In all my days of crisscrossing Southern Illinois, I’ve never seen anyone else put insect shells on their front door. Deer antlers over the barn door? Yes. Snake skins on the back porch? Yes. Turtle shells in the garden? Yes. Katydid husks on the screen door? No.

Of course, the other way to tell it’s late summer, is the line of green tomatoes on the kitchen window sill. They’ve fallen off the vine and placed there to ripen, so the squirrels don’t take that lone bite out of them, ruining them for human consumption.
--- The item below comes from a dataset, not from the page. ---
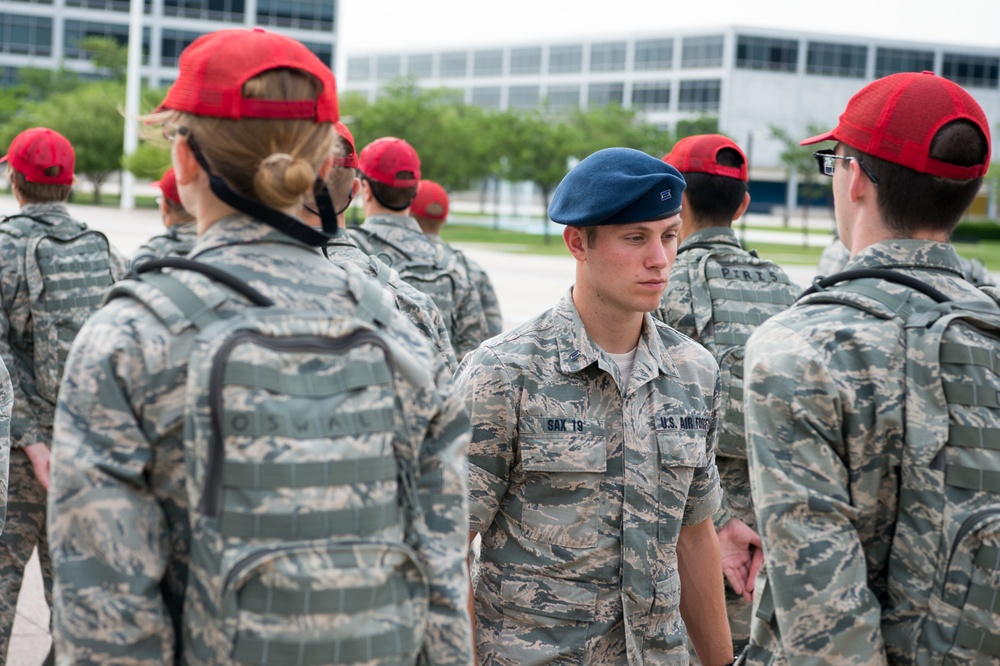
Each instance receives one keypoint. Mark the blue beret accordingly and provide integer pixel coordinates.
(617, 186)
Tomatoes ripening on a kitchen window sill are seen on late summer days throughout Southern Illinois, and maybe all over the country for all I know. Our tomato patch is a bit different than most in Southern Illinois, though. First of all, Annette wants tomatoes of every color and size. We have yellow tomatoes, orange tomatoes and red tomatoes. We have cherry tomatoes. We have plum tomatoes. We have beefsteak tomatoes. She’s never met a tomato plant she didn’t like.

None of that is particularly unusual. Lots of folks like variety in their tomatoes. What’s unusual is that we live in the city. That is a city for Southern Illinois. Belleville is a town of about 45,000 people. It’s the largest town south of Springfield, the state capital and home of Abraham Lincoln. So, folks in Southern Illinois consider it a city. It’s also part of the St. Louis metropolitan area so that makes it a city too.
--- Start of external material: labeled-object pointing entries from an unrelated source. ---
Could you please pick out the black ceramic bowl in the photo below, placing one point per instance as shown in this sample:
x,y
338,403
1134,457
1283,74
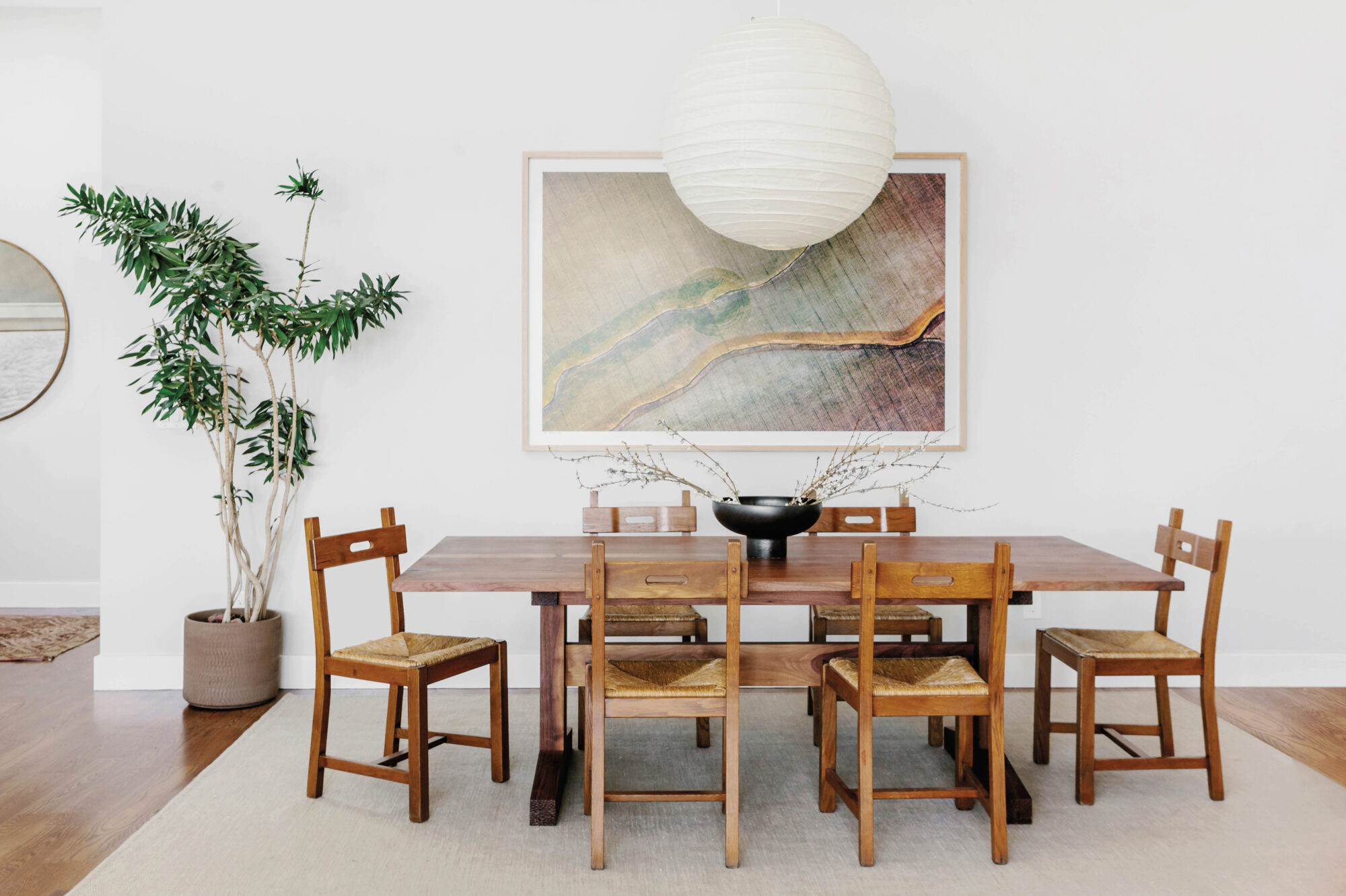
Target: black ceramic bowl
x,y
768,521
Our lot is 75x120 feet, by the time you take out space for a house, a two-car garage with storage room, concrete patio, sidewalks and my blackberry bushes with thorns, which produce approximately twelve berries per year, half of which get eaten by birds or squirrels, there’s not a whole lot of room for tomato plants.

Since Annette gardens standing up, the tomato plants are in a clawfoot, cast-iron bathtub next to the kitchen porch. And in a pair of galvanized wash-tubs standing next to the cellar door. And in the wooden veg trugs perched here and there.
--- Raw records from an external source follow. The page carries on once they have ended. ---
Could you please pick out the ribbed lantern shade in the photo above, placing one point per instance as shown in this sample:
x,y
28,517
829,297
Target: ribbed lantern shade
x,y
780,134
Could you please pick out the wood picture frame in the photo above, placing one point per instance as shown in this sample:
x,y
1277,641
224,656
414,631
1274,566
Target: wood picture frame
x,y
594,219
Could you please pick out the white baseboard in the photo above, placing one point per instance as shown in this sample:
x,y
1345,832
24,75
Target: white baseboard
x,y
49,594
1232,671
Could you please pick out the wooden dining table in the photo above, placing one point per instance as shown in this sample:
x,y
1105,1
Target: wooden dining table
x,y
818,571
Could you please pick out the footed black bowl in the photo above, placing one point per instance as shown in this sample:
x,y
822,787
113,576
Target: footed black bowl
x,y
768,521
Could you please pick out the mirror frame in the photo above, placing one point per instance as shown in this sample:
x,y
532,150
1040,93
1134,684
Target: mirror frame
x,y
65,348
Now all of those sites aren’t quite enough space for the tomato plants she’s purchased from the local nursery. So I agree to take custody of another half dozen or so and plant them next to my compost bin, hidden from front view by the rhododendron plant with it’s springtime blooms and waxy leaves. 

Since the compost bin spills its rich black soil enhancer around its base, the tomato plants thrive. By midsummer they’ve long outgrown their wire cages and threaten the neighbors immaculate gravel covered flower beds. To appease the trespass, we provide the neighbors with cups of cherry tomatoes for their summer salads.

Even after planting around my compost bin, there are still tomato plants needing a home. The orphans are loaded up and transported to our weekend cottage overlooking the Mississippi River, where they’ll be adopted by our ninety-year-old, Korean War veteran neighbor, who labors in his garden daily.  

He tells us the gifted tomato plants are better than the ones he gets across the river in Perryville, Missouri. He gifts us weekly with cucumbers, green beans and yet more tomatoes!

We’ll miss those tomatoes come December…and even more in January and February as the gray winter drags on. It won’t be until the promise of spring that Annette will be buying more tomato plants. And more tomato plants. And more tomato plants. Come August the window sills will be lined once again with green tomatoes basking in the sun.